My new approach involves, bizarrely, reading the essay questions before actually starting the block. This does two things; firstly, it scares you into paying attention to what you're studying because holycrapIdon'tunderstandawordofwhatthisquestionisaskingmetodo! and secondly, it tells you what you're looking for while you're reading, especially as the guidance notes point out particularly useful chapters (you pay extra attention to those ones while you're reading).

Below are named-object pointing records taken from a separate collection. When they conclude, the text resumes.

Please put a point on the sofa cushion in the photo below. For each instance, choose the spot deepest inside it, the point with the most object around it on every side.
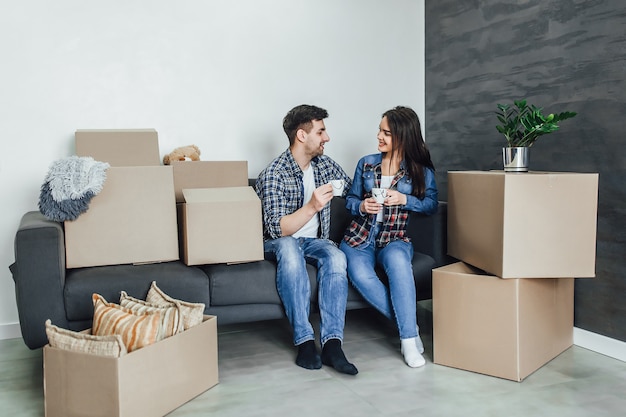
(192, 313)
(175, 278)
(136, 329)
(85, 342)
(171, 314)
(245, 283)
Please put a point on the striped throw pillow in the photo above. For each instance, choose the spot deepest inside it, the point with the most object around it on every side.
(110, 346)
(136, 329)
(171, 315)
(193, 313)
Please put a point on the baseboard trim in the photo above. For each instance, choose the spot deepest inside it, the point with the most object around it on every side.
(600, 344)
(10, 331)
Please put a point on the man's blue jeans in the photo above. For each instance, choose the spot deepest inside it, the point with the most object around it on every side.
(292, 281)
(396, 301)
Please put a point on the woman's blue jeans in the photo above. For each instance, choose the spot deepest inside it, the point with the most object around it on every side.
(398, 300)
(294, 288)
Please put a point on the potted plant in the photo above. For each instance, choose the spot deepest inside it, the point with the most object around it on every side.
(522, 125)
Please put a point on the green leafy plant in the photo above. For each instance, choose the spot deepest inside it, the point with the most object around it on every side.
(523, 124)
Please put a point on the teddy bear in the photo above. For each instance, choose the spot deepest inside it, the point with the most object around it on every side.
(183, 153)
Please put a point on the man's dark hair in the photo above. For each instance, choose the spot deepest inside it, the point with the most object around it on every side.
(301, 117)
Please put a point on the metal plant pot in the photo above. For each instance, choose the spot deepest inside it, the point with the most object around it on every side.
(515, 159)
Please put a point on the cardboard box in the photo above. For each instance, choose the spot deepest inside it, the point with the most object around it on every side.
(221, 225)
(208, 174)
(132, 220)
(129, 147)
(507, 328)
(151, 381)
(524, 225)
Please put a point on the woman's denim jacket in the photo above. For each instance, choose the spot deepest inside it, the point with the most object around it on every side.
(395, 218)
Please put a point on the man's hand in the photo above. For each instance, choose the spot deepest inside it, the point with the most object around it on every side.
(370, 206)
(395, 198)
(321, 196)
(291, 223)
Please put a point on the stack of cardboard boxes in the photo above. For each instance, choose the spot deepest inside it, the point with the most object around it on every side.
(201, 212)
(506, 308)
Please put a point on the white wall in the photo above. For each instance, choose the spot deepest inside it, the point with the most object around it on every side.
(220, 74)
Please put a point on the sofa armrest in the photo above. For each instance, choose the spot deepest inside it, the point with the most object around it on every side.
(39, 275)
(429, 234)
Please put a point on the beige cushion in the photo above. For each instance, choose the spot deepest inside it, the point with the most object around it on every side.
(136, 329)
(110, 345)
(171, 315)
(193, 313)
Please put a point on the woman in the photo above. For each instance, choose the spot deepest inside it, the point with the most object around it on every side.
(377, 233)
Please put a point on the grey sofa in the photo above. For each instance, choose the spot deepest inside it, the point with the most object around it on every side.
(46, 289)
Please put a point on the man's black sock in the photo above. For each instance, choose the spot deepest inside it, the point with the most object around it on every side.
(332, 355)
(308, 357)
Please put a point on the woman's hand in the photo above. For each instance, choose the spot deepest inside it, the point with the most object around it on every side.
(370, 206)
(395, 198)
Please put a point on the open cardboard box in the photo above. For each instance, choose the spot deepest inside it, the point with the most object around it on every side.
(208, 174)
(148, 382)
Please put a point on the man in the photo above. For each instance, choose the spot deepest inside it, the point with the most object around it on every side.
(295, 192)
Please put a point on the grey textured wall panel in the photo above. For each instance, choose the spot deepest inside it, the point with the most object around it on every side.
(560, 55)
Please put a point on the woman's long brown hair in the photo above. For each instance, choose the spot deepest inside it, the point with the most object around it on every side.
(408, 143)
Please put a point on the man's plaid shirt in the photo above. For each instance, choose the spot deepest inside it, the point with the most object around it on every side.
(280, 188)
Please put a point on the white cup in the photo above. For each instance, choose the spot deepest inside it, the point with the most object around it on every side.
(379, 194)
(337, 187)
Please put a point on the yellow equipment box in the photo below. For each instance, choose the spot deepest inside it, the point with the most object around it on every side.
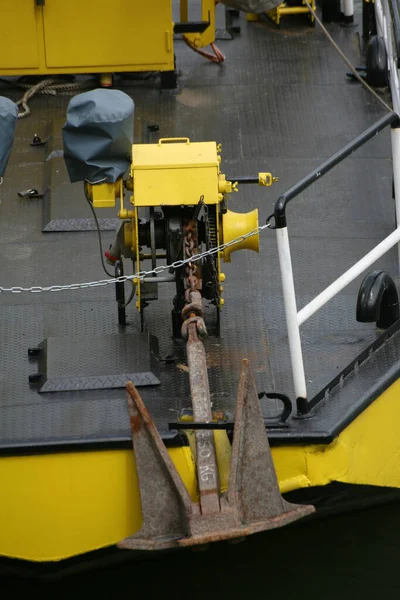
(170, 173)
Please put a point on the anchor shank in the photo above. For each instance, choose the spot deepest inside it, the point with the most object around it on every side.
(207, 471)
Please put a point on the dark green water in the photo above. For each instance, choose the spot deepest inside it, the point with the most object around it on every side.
(347, 557)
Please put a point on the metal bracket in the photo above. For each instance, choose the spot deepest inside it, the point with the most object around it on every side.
(252, 503)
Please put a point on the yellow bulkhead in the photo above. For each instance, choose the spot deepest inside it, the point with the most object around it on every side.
(55, 506)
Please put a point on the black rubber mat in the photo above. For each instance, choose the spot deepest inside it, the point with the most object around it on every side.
(280, 102)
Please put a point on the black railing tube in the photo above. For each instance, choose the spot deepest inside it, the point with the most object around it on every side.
(327, 165)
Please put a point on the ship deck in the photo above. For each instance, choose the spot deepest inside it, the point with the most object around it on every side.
(282, 103)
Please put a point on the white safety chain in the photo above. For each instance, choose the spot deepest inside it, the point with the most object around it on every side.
(140, 275)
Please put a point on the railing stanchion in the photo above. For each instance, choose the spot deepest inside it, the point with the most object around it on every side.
(289, 297)
(395, 135)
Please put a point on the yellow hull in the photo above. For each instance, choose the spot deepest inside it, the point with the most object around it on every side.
(56, 506)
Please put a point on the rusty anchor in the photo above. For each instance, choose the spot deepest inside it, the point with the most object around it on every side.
(252, 504)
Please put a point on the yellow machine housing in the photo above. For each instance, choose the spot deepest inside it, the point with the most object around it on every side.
(79, 36)
(175, 172)
(176, 175)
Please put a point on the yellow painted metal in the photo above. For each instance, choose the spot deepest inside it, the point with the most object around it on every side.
(175, 172)
(107, 37)
(235, 225)
(105, 195)
(56, 506)
(266, 179)
(135, 224)
(19, 36)
(200, 40)
(61, 505)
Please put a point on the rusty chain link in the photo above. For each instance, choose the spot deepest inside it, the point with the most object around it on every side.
(139, 275)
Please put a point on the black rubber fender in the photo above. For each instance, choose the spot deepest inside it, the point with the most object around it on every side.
(377, 69)
(378, 300)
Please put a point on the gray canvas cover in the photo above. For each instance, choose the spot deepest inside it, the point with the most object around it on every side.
(98, 136)
(8, 120)
(252, 6)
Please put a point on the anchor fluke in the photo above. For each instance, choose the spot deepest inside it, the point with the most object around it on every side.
(253, 502)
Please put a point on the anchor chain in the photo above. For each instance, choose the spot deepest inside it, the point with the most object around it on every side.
(193, 331)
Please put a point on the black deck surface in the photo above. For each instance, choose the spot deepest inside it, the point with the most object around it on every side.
(281, 102)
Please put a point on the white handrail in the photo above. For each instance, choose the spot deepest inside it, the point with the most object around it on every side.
(347, 277)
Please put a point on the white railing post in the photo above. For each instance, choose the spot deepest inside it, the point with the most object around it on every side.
(348, 11)
(395, 135)
(289, 297)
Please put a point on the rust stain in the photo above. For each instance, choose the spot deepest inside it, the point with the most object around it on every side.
(136, 423)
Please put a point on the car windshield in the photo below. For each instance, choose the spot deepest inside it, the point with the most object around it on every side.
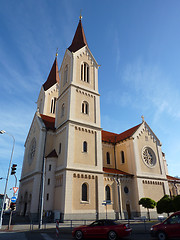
(173, 220)
(103, 223)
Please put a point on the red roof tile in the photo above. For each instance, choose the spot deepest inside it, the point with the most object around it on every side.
(115, 171)
(173, 178)
(48, 121)
(114, 138)
(52, 154)
(79, 39)
(53, 76)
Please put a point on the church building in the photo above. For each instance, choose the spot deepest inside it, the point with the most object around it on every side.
(74, 168)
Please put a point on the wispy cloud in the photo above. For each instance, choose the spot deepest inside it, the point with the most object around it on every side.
(145, 86)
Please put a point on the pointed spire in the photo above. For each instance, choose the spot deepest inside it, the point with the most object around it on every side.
(79, 39)
(53, 77)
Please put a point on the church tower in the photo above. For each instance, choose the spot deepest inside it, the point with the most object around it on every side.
(78, 132)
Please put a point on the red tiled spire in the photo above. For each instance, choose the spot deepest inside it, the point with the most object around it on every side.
(53, 76)
(114, 138)
(79, 39)
(48, 121)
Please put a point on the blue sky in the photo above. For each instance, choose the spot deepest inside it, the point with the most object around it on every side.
(136, 42)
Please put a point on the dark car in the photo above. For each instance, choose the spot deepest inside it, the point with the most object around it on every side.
(169, 228)
(109, 229)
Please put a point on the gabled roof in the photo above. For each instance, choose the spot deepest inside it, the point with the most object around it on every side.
(48, 121)
(53, 77)
(116, 171)
(173, 178)
(52, 154)
(115, 138)
(79, 39)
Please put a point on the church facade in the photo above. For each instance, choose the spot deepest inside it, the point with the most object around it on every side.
(74, 168)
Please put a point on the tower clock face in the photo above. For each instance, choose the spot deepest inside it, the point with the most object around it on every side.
(32, 150)
(148, 156)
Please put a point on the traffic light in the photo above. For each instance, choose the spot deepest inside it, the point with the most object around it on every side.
(13, 206)
(13, 169)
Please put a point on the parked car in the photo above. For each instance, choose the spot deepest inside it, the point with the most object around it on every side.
(169, 228)
(109, 229)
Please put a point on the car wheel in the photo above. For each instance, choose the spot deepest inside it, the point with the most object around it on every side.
(161, 236)
(78, 235)
(112, 235)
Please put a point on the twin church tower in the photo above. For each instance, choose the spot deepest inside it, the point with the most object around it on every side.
(75, 165)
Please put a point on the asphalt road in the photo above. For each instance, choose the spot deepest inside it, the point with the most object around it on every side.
(51, 236)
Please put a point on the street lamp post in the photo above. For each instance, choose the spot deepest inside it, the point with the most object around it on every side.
(2, 209)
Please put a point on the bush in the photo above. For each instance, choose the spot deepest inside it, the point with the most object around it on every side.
(147, 203)
(176, 203)
(165, 205)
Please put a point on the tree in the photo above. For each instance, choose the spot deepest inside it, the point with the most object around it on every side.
(147, 203)
(176, 203)
(165, 205)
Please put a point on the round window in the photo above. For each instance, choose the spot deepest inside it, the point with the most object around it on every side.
(148, 157)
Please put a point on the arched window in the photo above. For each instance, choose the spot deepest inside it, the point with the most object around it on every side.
(62, 110)
(59, 148)
(65, 75)
(84, 192)
(108, 158)
(85, 107)
(108, 193)
(53, 105)
(85, 72)
(84, 146)
(122, 157)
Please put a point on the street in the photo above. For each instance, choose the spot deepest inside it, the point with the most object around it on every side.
(140, 232)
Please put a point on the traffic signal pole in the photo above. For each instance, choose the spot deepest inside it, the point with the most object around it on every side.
(2, 209)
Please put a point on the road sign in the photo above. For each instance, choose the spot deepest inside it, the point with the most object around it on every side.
(13, 199)
(15, 189)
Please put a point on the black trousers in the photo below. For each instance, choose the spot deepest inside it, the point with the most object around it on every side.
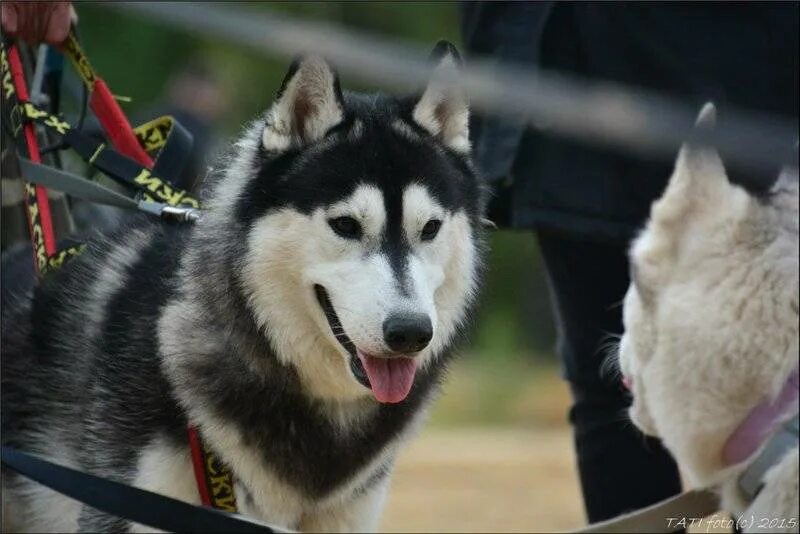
(620, 470)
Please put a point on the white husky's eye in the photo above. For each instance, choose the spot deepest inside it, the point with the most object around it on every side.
(430, 229)
(346, 227)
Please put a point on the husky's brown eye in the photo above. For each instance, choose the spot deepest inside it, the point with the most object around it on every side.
(346, 227)
(430, 229)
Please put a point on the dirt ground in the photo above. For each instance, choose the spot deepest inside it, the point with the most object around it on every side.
(485, 480)
(492, 480)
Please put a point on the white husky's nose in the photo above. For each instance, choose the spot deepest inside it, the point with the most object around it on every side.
(407, 332)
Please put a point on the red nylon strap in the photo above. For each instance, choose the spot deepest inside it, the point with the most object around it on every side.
(18, 79)
(115, 124)
(198, 462)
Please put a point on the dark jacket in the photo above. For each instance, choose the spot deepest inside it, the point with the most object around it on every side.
(735, 54)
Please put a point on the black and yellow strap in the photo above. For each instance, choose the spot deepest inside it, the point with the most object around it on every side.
(109, 161)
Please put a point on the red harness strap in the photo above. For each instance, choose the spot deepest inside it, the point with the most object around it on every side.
(105, 106)
(198, 462)
(214, 479)
(39, 218)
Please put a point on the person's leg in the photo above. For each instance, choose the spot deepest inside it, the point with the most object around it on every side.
(620, 470)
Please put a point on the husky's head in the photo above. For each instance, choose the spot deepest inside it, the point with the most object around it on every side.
(361, 215)
(711, 313)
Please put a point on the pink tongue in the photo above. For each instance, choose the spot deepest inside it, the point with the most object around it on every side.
(390, 378)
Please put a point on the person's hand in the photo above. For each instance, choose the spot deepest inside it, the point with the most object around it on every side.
(36, 22)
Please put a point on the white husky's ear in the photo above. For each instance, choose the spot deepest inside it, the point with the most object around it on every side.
(443, 109)
(309, 104)
(699, 180)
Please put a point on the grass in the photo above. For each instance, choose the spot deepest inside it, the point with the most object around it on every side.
(509, 392)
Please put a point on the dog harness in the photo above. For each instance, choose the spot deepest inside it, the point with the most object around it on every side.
(758, 430)
(135, 159)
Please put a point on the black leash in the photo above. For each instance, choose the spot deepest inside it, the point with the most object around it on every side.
(120, 500)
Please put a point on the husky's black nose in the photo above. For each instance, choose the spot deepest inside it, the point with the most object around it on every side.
(410, 332)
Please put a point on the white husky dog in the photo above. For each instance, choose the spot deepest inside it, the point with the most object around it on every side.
(710, 349)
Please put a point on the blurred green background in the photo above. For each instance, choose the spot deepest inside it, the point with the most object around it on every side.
(508, 373)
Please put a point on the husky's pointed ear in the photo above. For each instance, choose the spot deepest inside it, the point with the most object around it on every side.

Then, when I actually come to answer the question, I do my usual thing first. I know that you're usually allowed to be over your word count or under by 10%, so I work out what my minimum and maximum are. I aim for the minimum, I always go over, so that way it saves me from having to cut words. In a 2000 word essay, I can go 10% over, but because I'm aiming for 1800 I've got 200 extra words to play with.

Then I give myself 80% of those words for the main body (the rest is used for introduction and conclusion) and divide that 80% into chunk based on what I'm talking about. For example, TMA 04 looked at three books, so I might spend a third of my essay on Harry Potter, a third on Swallows and Amazons and a third on Tom's Midnight Garden. Alternatively I'll decide I'm wanting to talk about four particular points, so I divide up my words based on that.

Very quickly I find I'm not writing a 2000 word essay, instead I'm writing four 360 word essays. Much more manageable.

In the past, this was where I would dive into the actual essay writing. Sure I might make some notes about the things I wanted to say (I call it a join-the-dots approach) bullet pointing all the pertinent points and organising them into some sort of logical order.

What I've taken to doing now is pouring through all of the essays in the course Readers, making notes on all the relevant bits for my essay. I make notes of the author and the page reference (sometimes even the paragraph it's in) to make it easier to find later and which bit of the essay it links to. That saves me the hassle of going back and finding them later because I can just slot them in as I go. This is probably really obvious to most people, but I'm so glad I've finally convinced myself that this is an easier way to do things than my old method.

An old tutor also taught me to use the idea 'PEE' when writing an essay. I've since amended that to 'PEEL' which is probably slightly more socially acceptable than 'pee'ing all over your essay. That stands for 'Point' (where you make your initial statement), 'Evidence' (where you give a quote or something from your course materials to support/refute your statement), 'Explanation' (where you explain how your statement is supported/refuted by your evidence), and then my L stands for 'Link' (to link it back to the question, the previous paragraph, or the next paragraph).

It's actually got to the point where I quite enjoy writing my essays. I've probably gotten a bit lazy about it, because this method does enable me to churn out an almost completed essays in a matter of hours. I did this one whilst watching The Fellowship of the Ring and finished some time around the point when the Fellowship left Rivendell.

I just hope that my approach worked for this one and that I can maintain my passing marks.